Komentarze: 3
Juz od dawna nosilem sie z zamiarem zalozenia bloga. W koncu lezac sam w lozku postanowilem wcielic moj plan w zycie. I tak oto powstal moj blog, nie jest on moze piekny, czy tez rozbudowany, ale mam nadzieje ze z czasem uda mi sie to zmienic - zreszta czlowiek uczy sie cale zycie, mam wiec nadzieje ze z czasem bedzie lepiej.

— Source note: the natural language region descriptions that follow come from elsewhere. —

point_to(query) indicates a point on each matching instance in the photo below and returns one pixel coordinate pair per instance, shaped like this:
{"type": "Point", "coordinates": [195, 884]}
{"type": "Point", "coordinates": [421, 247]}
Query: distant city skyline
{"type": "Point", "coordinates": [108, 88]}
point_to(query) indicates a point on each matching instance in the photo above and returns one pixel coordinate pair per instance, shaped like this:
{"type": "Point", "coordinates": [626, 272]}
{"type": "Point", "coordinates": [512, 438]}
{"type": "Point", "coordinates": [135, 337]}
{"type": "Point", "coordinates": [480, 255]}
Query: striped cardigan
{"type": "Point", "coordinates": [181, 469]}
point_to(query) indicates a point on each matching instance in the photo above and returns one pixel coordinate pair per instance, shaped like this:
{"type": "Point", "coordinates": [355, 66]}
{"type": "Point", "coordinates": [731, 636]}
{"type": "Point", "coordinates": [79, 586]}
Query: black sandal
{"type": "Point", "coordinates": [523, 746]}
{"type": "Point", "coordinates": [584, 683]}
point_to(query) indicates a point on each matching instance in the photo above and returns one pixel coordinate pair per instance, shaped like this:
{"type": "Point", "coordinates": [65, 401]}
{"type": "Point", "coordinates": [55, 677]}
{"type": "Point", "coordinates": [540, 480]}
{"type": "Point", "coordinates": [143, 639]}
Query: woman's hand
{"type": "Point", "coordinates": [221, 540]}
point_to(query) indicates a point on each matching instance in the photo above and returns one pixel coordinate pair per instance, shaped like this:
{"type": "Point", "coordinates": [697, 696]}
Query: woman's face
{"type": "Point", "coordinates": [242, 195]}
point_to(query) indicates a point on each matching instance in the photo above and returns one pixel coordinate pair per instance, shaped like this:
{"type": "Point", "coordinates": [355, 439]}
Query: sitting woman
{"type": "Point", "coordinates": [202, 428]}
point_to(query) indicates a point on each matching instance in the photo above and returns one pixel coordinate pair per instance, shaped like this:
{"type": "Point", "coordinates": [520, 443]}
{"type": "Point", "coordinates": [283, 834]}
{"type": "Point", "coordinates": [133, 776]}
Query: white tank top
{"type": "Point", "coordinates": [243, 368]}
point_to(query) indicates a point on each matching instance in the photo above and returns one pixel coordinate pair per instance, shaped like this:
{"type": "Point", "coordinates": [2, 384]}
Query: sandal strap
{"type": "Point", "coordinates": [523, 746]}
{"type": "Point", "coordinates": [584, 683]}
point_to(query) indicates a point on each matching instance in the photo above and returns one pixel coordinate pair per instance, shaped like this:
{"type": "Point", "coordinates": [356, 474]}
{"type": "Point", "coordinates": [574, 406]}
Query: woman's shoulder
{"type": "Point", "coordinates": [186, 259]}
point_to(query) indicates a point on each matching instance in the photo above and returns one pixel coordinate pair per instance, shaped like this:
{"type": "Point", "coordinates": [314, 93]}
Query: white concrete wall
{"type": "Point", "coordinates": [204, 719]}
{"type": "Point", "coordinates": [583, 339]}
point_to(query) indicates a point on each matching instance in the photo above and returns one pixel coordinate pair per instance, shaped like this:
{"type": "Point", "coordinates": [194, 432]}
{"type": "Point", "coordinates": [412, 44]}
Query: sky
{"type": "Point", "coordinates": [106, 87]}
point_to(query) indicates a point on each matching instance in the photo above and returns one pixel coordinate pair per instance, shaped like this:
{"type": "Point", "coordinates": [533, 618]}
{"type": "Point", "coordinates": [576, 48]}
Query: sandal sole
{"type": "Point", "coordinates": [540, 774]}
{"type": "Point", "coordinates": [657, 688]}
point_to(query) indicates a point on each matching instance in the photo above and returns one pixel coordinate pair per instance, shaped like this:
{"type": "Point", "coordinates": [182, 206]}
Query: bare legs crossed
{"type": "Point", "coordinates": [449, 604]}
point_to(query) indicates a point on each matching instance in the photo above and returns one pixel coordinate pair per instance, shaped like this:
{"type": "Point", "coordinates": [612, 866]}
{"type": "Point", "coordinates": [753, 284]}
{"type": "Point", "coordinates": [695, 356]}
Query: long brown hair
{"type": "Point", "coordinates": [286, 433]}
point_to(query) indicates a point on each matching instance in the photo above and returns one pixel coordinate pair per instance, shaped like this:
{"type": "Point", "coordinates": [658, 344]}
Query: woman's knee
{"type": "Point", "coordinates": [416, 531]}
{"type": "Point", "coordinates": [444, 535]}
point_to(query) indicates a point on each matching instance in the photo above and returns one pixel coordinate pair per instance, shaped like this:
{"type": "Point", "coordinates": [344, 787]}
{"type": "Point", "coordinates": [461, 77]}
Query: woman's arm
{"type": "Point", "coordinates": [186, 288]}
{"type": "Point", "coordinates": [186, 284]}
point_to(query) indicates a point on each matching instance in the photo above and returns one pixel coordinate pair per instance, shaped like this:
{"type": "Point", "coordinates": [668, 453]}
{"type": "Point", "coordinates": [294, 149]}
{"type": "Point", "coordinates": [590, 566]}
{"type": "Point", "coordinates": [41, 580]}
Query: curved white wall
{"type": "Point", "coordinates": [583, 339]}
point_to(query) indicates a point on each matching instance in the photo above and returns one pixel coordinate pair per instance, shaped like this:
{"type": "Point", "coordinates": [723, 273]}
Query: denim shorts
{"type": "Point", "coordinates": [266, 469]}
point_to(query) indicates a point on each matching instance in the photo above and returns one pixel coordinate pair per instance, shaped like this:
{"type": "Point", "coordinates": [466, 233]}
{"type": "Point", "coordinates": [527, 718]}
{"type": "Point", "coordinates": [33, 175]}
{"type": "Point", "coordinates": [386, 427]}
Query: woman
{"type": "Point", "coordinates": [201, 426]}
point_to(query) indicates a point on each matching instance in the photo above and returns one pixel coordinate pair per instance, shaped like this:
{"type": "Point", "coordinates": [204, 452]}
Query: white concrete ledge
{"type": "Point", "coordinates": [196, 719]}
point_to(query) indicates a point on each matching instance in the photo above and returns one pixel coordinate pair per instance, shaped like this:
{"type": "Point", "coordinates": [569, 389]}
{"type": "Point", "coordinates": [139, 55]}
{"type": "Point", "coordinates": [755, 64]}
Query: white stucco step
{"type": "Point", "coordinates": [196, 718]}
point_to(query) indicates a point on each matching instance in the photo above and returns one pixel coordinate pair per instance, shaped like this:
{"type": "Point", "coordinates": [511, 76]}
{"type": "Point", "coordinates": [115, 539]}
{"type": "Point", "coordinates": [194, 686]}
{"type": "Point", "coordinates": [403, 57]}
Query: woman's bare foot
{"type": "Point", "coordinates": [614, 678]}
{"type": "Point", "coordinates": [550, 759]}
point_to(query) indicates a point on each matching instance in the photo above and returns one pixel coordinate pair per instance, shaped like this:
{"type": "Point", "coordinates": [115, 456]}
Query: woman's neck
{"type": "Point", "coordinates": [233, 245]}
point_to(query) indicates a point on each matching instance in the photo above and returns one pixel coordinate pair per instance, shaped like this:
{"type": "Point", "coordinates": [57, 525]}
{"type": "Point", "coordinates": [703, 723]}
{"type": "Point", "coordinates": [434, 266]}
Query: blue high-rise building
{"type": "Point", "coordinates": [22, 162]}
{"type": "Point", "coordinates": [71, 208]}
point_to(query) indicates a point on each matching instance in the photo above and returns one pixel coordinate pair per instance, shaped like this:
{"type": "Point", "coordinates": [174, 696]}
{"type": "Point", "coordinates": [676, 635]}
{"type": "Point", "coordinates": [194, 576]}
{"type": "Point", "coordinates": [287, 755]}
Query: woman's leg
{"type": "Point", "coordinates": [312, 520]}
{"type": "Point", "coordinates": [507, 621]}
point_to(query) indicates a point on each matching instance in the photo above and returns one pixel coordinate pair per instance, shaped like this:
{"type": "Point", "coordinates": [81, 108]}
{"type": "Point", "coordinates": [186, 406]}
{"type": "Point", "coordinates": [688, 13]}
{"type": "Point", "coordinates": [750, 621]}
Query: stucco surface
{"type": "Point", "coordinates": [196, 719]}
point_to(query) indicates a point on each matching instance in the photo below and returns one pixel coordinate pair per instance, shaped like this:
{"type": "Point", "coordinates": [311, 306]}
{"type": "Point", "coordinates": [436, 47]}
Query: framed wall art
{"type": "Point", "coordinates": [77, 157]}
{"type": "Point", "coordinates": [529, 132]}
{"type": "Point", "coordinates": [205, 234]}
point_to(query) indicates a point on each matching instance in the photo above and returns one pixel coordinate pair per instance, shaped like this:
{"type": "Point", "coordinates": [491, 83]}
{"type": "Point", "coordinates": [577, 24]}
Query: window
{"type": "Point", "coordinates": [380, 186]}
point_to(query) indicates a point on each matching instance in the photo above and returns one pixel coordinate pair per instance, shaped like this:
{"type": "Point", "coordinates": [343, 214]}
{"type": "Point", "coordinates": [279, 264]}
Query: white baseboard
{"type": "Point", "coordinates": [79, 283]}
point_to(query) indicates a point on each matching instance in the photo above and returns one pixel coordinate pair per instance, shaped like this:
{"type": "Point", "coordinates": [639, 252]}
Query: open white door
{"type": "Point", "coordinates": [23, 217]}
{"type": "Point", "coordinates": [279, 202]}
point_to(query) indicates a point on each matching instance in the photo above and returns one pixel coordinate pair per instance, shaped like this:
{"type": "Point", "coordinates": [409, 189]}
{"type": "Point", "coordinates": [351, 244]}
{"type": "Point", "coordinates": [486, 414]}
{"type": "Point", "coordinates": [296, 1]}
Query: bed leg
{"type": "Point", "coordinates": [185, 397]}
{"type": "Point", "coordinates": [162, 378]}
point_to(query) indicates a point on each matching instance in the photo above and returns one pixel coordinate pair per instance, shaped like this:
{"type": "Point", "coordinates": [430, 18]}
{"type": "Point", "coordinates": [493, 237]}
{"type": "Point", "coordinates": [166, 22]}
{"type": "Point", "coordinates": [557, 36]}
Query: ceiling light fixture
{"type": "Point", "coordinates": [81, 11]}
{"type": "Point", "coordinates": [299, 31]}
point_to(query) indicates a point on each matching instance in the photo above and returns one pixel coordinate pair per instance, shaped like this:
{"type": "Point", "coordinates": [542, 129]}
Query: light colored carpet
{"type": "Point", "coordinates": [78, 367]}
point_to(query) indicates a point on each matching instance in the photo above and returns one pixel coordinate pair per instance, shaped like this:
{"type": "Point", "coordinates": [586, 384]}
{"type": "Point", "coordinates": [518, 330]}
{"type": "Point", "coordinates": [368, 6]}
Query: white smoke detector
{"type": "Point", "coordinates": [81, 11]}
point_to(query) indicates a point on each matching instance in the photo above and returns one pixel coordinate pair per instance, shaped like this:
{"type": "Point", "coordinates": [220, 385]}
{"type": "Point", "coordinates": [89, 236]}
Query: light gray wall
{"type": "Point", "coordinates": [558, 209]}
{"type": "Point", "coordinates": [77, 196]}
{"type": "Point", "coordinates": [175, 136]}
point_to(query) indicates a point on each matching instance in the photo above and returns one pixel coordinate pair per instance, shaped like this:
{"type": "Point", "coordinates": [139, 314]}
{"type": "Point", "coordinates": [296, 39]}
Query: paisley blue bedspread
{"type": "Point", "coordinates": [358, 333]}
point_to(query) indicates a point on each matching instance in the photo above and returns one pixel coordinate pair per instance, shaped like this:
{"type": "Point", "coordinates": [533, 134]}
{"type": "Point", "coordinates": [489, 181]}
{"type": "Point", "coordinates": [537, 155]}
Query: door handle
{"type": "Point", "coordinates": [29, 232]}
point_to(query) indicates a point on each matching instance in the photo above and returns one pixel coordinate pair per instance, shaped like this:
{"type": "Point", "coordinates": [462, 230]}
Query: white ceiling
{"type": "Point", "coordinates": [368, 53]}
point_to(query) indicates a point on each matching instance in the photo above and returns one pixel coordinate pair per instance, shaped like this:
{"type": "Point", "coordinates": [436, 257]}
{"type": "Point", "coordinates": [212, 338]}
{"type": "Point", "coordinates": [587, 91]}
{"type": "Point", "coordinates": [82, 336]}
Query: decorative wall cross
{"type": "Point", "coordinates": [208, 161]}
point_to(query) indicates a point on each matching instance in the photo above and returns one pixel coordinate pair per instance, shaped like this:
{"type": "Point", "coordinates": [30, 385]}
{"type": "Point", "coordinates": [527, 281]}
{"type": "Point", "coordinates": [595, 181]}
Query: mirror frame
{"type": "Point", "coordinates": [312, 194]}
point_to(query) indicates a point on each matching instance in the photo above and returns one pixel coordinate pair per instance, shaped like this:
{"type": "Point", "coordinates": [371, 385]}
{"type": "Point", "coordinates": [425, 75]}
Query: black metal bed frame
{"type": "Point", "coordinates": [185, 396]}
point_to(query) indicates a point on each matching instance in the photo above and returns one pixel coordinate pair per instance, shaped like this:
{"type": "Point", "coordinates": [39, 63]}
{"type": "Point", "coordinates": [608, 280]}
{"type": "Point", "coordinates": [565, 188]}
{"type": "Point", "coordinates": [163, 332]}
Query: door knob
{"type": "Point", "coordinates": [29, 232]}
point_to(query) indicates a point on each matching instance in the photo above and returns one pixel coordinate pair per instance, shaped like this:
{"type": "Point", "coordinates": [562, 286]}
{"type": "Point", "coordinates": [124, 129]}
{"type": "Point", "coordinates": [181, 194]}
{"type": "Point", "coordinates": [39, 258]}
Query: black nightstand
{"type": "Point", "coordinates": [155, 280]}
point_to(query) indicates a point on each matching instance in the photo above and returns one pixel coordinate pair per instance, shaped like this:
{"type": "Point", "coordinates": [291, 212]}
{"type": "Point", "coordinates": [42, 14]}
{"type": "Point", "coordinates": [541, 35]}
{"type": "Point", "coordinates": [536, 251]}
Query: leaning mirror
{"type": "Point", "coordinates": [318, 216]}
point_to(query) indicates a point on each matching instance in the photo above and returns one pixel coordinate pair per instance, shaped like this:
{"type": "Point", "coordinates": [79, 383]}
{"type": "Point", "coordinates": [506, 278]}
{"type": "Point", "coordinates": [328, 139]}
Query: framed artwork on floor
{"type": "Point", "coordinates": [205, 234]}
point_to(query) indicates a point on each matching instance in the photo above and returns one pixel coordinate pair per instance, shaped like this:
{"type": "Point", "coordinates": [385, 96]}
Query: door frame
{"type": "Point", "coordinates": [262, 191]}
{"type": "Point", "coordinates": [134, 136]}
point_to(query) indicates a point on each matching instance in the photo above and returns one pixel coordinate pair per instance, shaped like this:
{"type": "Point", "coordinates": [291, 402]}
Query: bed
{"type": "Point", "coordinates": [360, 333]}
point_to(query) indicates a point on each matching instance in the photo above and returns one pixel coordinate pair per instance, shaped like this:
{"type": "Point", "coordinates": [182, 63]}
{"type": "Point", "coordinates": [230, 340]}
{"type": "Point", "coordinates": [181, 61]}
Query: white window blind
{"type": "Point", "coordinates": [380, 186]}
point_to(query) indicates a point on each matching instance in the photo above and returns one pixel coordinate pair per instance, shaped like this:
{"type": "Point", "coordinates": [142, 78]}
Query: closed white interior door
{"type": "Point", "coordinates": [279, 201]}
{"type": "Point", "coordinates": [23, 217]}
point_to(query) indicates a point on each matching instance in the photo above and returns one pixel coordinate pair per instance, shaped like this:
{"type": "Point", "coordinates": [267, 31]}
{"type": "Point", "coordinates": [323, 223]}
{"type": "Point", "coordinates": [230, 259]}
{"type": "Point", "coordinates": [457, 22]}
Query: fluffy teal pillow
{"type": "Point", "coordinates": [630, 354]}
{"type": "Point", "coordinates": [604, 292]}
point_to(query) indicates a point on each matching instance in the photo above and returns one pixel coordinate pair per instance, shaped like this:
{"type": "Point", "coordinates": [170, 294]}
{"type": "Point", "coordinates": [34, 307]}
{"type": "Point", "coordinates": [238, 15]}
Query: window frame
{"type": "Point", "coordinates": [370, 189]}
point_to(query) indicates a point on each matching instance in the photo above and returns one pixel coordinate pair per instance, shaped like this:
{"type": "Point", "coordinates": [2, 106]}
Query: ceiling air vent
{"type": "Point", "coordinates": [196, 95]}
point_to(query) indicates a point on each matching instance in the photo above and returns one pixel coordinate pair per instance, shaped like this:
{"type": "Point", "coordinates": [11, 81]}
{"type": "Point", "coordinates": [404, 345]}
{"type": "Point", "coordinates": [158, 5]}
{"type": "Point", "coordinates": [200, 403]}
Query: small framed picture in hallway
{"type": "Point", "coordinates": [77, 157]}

Słowem o mnie: jestem szczecinianem - rodowitym tubylcem. Nie lubie tego miasta, najchetniej pozbieralbym swoje zabawski i uciekl do innej piaskownicy, chcialbym mieszkac np. w Krakowie, Gdańsku czy tez Wrocławiu - chociaz wiem tez ze "wszedzie lepiej tam gdzie nas nie ma". Mam 22 lata, na codzien pracuje. I chyba musze sie czasami wyplakac - stad moze moj blog.. nie wiem. Czasami nachodzi mnie straszna melancholia i smutek i tereaz jest wlasnie chyba taka chwila.
<Wlasnie dostalem smsa od mojego chlopaka, ze nie bedzie go na noc - jest u znajomych - podobno. W jednej chwili przeleciala mi mysl przez glowe - znow sie zaczyna. Juz raz tak bylo - przechodzilismy krysyz, tez nie wracal na noc, ale jakos udalo sie nam pozbierac. Ciezko jest byc razem - osobno zle - jak chyba Krawczyk spiewal, zgadzam sie z nim w 100 %. Ja niestety jestem romantykiem i ideliasta - chcialbym po prostu kochac i byc kochanym, jednak zycie niejednokrotnie pisze swoje historie, ktore czesto nie pokrywaja sie z naszymi marzeniami. I tak wlasnie jest w moim przypadku. Napisal mi ze jest u znajomych i moze zostalnie na "wodce", zastanawiam sie czy tylko mnie dotykaja takie problemy czy wszystkich? Czy tylko ja mam wrazenie ze mam pod przyslowiowa gore?